I flussi transfrontalieri si intensificano: ci sono le strade (il corridoio Kashgar-Gwadar, dalla Cina al Pakistan ma anche un reticolo di strade in costruzione più a nord, nelle repubbliche centro-asiatiche); c’è la ferrovia (il 17 luglio è stata inaugurata la linea ferroviaria diretta da Zhengzhou, capitale della provincia dell’Henan, ad Amburgo); ci sono soprattutto oleodotti e gasdotti, come quello della Asia Centrale che collega il giacimento turkmeno di Galkynysh allo Xinjiang.
Sono solo singoli esempi, ma se si realizzasse per esempio il gasdotto Iran-Pakistan, che arriverebbe al porto di Gwadar con ulteriore prolungamento fino allo Xinjiang, la Cina potrebbe anche utilizzare lo scalo sul Mare Arabico come hub per il petrolio che arriva proprio dallo stretto di Hormuz, risparmiando così tempo rispetto alla rotta via mare e guadagnandoci anche in sicurezza (non ci sarebbe più da pattugliare l’Oceano Indiano).

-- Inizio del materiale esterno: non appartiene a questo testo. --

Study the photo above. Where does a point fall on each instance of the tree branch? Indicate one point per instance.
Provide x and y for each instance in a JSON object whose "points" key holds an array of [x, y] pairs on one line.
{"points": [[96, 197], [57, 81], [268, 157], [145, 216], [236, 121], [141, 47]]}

Ecco quindi l’importanza di quella che ad Astana, capitale kazaka, Xi Jinping ha definito “cintura economica della Via della Seta” che, lo sappiamo bene, anche in antichità era più un reticolo di strade che una sola.
Ha fatto esplicito riferimento allo Xinjiang, il presidente, e lì tutto converge. È la regione più occidentale della Cina, porta di Pechino sull’Asia Centrale, ma anche luogo lontano dalla culla della civiltà han: melting pot da sempre, e da sempre anche luogo di conflitti.
Una terra instabile che deve diventare l’hub energetico, infrastrutturale, tecnologico e commerciale di Pechino. Ma che vive una irrisolta questione etnico-religiosa, che è anche e soprattutto sociale. Questa, però, è un’altra storia.